São Paulo distribui sensores de glicose gratuitos para crianças com diabetes tipo 1.
Medida deve beneficiar 1.584 pacientes de 2 a 12 anos cadastrados na rede municipal, eliminando a necessidade de picadas diárias nos dedos.
Fonte: Um Diabético · Foto: Reprodução
A Prefeitura de São Paulo iniciou a distribuição gratuita de sensores de glicose para crianças de 2 a 12 anos com diabetes tipo 1 cadastradas na rede municipal de saúde. A medida deve beneficiar 1.584 pacientes e prevê fornecimento contínuo dos dispositivos pelas Unidades Básicas de Saúde (UBSs), por meio do Programa de Automonitoramento Glicêmico (Pamg), previsto na Lei nº 18.306.
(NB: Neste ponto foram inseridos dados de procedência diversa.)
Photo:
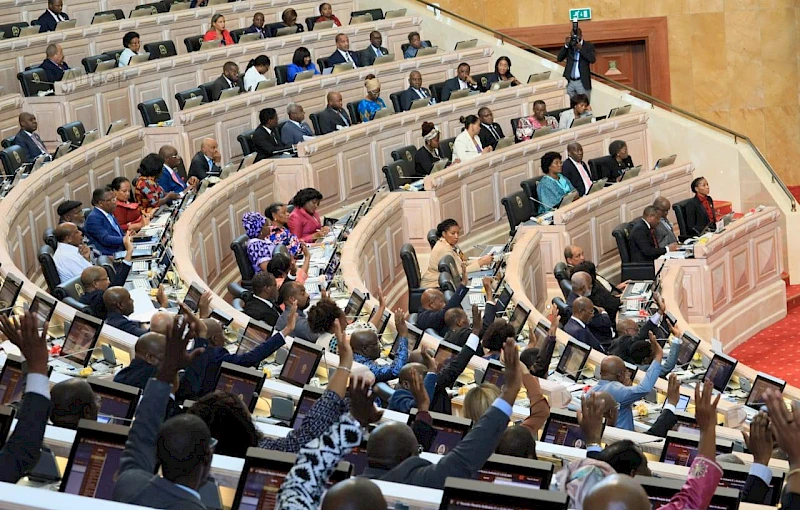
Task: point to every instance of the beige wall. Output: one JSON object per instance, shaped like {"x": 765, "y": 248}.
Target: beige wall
{"x": 734, "y": 62}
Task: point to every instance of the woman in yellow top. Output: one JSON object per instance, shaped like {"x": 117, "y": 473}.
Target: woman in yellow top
{"x": 448, "y": 233}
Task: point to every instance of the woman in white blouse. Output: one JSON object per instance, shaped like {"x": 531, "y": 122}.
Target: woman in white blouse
{"x": 255, "y": 72}
{"x": 467, "y": 145}
{"x": 132, "y": 44}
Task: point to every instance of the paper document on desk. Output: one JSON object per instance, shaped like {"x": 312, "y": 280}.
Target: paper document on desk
{"x": 143, "y": 308}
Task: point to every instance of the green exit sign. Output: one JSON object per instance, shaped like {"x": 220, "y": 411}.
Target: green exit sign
{"x": 580, "y": 14}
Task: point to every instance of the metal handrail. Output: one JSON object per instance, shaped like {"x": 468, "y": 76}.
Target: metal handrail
{"x": 650, "y": 99}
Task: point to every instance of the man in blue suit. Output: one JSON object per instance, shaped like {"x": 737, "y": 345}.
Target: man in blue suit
{"x": 101, "y": 227}
{"x": 28, "y": 138}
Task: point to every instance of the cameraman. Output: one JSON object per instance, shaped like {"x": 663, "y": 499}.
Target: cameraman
{"x": 579, "y": 55}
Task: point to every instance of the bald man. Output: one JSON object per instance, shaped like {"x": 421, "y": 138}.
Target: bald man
{"x": 206, "y": 162}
📱 Como funciona o monitoramento contínuo
• Monitora os níveis de glicose ao longo do dia e da noite, sem múltiplas picadas diárias
• Crianças de 2 a 9 anos: sensor acompanhado de leitor dedicado
• Crianças de 10 a 12 anos: dados acessados por aplicativo no smartphone, com alertas em tempo real
• Recomendação técnica: substituição do sensor a cada 15 dias
“A partir de agora é um direito das crianças poderem ter esse sensor e assim melhorar muito a sua qualidade de vida.”
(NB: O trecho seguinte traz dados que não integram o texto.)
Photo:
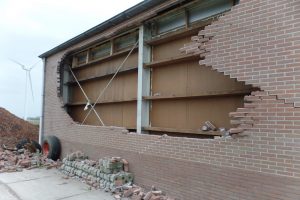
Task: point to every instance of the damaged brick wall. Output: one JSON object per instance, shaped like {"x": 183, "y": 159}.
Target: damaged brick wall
{"x": 257, "y": 42}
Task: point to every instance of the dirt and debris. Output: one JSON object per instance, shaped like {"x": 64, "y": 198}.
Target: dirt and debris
{"x": 110, "y": 174}
{"x": 13, "y": 129}
{"x": 16, "y": 161}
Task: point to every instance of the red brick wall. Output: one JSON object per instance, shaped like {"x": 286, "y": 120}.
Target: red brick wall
{"x": 257, "y": 42}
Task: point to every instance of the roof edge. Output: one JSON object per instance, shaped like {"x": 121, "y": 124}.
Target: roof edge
{"x": 119, "y": 18}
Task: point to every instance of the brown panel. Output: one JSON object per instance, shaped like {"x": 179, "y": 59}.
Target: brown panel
{"x": 168, "y": 114}
{"x": 170, "y": 49}
{"x": 123, "y": 87}
{"x": 192, "y": 113}
{"x": 109, "y": 66}
{"x": 115, "y": 114}
{"x": 168, "y": 81}
{"x": 188, "y": 78}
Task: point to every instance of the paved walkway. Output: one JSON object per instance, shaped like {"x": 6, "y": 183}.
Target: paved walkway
{"x": 42, "y": 184}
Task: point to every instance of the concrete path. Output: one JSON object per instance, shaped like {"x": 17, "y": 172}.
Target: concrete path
{"x": 42, "y": 184}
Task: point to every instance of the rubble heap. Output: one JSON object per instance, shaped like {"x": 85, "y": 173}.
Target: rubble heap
{"x": 14, "y": 161}
{"x": 107, "y": 174}
{"x": 111, "y": 174}
{"x": 13, "y": 129}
— Ricardo Nunes, prefeito de São Paulo
O impacto nas famílias
Roseli Alves dos Santos, mãe de Pedro Felipe, de 11 anos, relatou a mudança na rotina do filho, que precisava medir a glicemia entre cinco e oito vezes por dia.
“Agora a vida vai mudar para melhor. Como ele vai fazer o monitoramento pelo sensor, evita a picada no dedo, que às vezes ele reclamava, sentia dor e chorava. Eu não conseguiria pagar porque é um valor muito alto.”
— Roseli Alves dos Santos, mãe de Pedro Felipe
O próprio Pedro descreveu a experiência com o novo dispositivo: “Só faz uma cosquinha para colocar, mas não dói. É muito melhor que as picadas.”
👨👩👧 Outras famílias beneficiadas
Ana Laura, de 9 anos, relatou que as medições “doía e me deixava estressada”. Seu pai, Diego Rocha, afirmou que o custo do sensor estava fora do orçamento familiar, e que a filha já precisou de duas internações relacionadas ao diabetes.
Murilo, de 4 anos, diagnosticado com glicogenose tipo 1B (doença rara com episódios graves de hipoglicemia), já teve mais de 20 internações. Segundo o pai, Henrique Santos de Jesus, o sensor “vai trazer uma outra qualidade de vida para ele e para a nossa família”.
Capacitação das equipes de saúde
Para colocar a nova política em funcionamento, a Secretaria Municipal da Saúde capacitou 511 profissionais das cinco Coordenadorias Regionais de Saúde da capital, com o objetivo de orientar famílias e pacientes sobre o uso correto dos dispositivos e garantir o fornecimento contínuo nas unidades de acompanhamento.